(Boursier.com) -- La Société Générale est la première banque française à publier ses comptes du second trimestre. Le bénéfice net ressort à 433 millions d'euros, en baisse de -42% en glissement annuel et en-deçà des attentes du consensus (695 millions d'euros selon Bloomberg). L'établissement a pris 450 millions d'euros de dépréciations sur Rosbank et TCW. Le produit net bancaire de la période, à 6,272 milliards d'euros, recule de -3,6% sur une base publiée et de -5% en données constantes, tandis que le résultat brut d'exploitation s'apprécie de 1,1% en données publiées à 2,286 milliards d'euros, mais recule légèrement de -1,6% à données constantes.
La banque précise que hors éléments non-récurrents, le bénéfice net part du groupe aurait atteint 793 millions d'euros, ce qui est plus proche des attentes de la place, surtout si l'on retire les actifs gérés en extinction en banque de financement et d'investissement, soit 114 millions d'euros. Les autres charges exceptionnelles concernent donc 391 millions d'euros d'effet des cessions de crédits liées aux opérations de réduction du bilan, de dépréciations de la dette souveraine grecque, de rachat de dette hybride et de dépréciations d`écarts d`acquisition et gains ou pertes en capital sur actifs destinés à être cédés. Les éléments non-économiques (réévaluation de la dette liée au risque de crédit propre et réévaluation des couvertures des portefeuilles de crédit du groupe) ont à l'inverse apporté 145 millions d'euros aux résultats.

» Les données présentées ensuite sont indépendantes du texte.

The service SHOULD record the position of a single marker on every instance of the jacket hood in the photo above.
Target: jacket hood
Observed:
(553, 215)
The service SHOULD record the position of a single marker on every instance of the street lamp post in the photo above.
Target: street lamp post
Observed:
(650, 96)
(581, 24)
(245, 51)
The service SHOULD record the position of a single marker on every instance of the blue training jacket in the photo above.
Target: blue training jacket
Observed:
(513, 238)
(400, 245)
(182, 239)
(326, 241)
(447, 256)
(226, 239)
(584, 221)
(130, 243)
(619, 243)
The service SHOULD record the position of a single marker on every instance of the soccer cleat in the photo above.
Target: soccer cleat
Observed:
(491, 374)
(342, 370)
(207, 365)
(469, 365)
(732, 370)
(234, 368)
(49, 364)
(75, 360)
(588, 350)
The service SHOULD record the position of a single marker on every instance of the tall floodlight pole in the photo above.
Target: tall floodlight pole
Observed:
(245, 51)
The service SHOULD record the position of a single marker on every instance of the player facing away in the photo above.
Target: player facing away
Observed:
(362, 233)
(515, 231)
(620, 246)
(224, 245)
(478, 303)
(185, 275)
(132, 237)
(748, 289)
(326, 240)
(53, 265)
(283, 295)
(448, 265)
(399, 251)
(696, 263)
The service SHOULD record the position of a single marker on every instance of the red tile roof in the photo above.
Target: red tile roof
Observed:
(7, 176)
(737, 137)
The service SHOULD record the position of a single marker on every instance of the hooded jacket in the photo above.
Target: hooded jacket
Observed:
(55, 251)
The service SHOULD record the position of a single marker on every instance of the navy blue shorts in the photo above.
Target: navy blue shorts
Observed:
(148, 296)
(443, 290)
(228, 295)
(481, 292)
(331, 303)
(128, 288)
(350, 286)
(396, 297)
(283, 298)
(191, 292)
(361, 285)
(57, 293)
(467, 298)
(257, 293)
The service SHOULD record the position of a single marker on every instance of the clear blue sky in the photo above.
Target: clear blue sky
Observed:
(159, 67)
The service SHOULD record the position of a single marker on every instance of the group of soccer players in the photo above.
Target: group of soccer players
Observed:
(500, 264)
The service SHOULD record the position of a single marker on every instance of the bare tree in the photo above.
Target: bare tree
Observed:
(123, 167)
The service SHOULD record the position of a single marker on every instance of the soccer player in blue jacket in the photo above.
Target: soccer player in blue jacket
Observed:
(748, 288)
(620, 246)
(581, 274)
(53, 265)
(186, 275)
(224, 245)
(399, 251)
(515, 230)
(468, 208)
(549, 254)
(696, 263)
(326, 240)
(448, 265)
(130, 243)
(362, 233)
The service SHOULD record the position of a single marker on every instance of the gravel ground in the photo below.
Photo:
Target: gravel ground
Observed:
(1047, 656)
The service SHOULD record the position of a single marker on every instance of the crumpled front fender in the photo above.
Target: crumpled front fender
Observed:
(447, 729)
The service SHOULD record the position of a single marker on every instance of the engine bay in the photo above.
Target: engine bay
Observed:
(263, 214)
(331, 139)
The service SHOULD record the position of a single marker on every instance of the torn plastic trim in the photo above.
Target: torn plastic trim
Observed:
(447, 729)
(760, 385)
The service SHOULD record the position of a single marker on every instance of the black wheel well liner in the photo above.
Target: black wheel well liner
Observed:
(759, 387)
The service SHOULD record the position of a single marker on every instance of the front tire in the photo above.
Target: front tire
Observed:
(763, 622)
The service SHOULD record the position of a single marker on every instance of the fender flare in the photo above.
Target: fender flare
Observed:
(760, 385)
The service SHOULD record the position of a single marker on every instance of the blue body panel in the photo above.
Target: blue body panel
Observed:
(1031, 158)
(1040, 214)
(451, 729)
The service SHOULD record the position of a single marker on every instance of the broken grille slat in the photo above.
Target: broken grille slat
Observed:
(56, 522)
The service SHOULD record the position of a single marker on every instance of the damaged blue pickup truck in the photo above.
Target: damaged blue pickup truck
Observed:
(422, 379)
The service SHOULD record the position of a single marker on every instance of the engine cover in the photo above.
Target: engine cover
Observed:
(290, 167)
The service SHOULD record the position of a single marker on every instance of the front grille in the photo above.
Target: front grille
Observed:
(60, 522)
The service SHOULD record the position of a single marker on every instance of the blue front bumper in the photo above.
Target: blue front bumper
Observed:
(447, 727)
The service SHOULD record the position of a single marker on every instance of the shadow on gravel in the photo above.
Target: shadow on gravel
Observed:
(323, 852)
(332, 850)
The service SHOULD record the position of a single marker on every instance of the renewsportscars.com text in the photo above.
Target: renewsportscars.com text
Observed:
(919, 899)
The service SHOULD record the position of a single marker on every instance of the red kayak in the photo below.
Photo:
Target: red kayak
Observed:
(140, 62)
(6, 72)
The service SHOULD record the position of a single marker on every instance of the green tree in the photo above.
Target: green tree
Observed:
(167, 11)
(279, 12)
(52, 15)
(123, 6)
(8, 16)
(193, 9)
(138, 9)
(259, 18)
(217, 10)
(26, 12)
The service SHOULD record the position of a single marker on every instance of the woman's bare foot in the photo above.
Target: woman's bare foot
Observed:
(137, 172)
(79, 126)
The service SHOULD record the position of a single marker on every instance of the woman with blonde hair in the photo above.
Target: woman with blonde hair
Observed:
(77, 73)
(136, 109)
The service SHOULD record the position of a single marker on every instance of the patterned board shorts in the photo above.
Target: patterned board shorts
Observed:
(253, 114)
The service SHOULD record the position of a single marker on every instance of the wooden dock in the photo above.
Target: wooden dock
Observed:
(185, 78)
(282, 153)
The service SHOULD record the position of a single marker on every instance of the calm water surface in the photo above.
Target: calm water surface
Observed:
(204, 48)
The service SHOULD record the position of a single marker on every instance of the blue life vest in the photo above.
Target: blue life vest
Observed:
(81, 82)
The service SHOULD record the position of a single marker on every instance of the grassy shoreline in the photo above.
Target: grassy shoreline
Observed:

"En dépit d`un contexte difficile, le Groupe Société Générale progresse, trimestre après trimestre, dans sa stratégie de transformation, en ligne avec ses objectifs. Avec un résultat sous-jacent de près de 2 milliards d`euros, le premier semestre illustre la résistance de nos métiers et les résultats tangibles de notre adaptation", a insisté le président Frédéric Oudéa, qui met en avant un ratio de capital Core Tier 1 Bâle 2.5 qui atteint 9,9% à fin juin 2012, et "une structure de financement plus favorable". Malgré le contexte, la banque rouge et noire se dit "confiante" dans sa capacité à générer du capital afin d`atteindre son objectif de ratio Core Tier 1 Bâle 3 compris entre 9 et 9,5% à fin 2013.
Précisément, le ratio Tier 1 du Groupe s`établit au 30 juin 2012 à 11,6% (10,7% à fin 2011), tandis que le ratio Core Tier 1, qui s`élevait à 9% au 31 décembre 2011 dans le référentiel dit "Bâle 2.5" atteint 9,9% à fin juin 2012. "Cette progression est principalement due à la génération de résultat du semestre (+41 points de base, net de la provision pour dividendes) et aux actions entreprises pour optimiser le portefeuille d`actifs gérés en extinction et céder des lignes du portefeuille de crédit de la Banque de Financement et d`Investissement (+24 points de base), tandis que la mise sous contrainte de ressources des métiers réduit la consommation de capital des métiers de -14 points de base au cours du premier semestre", selon l'établissement.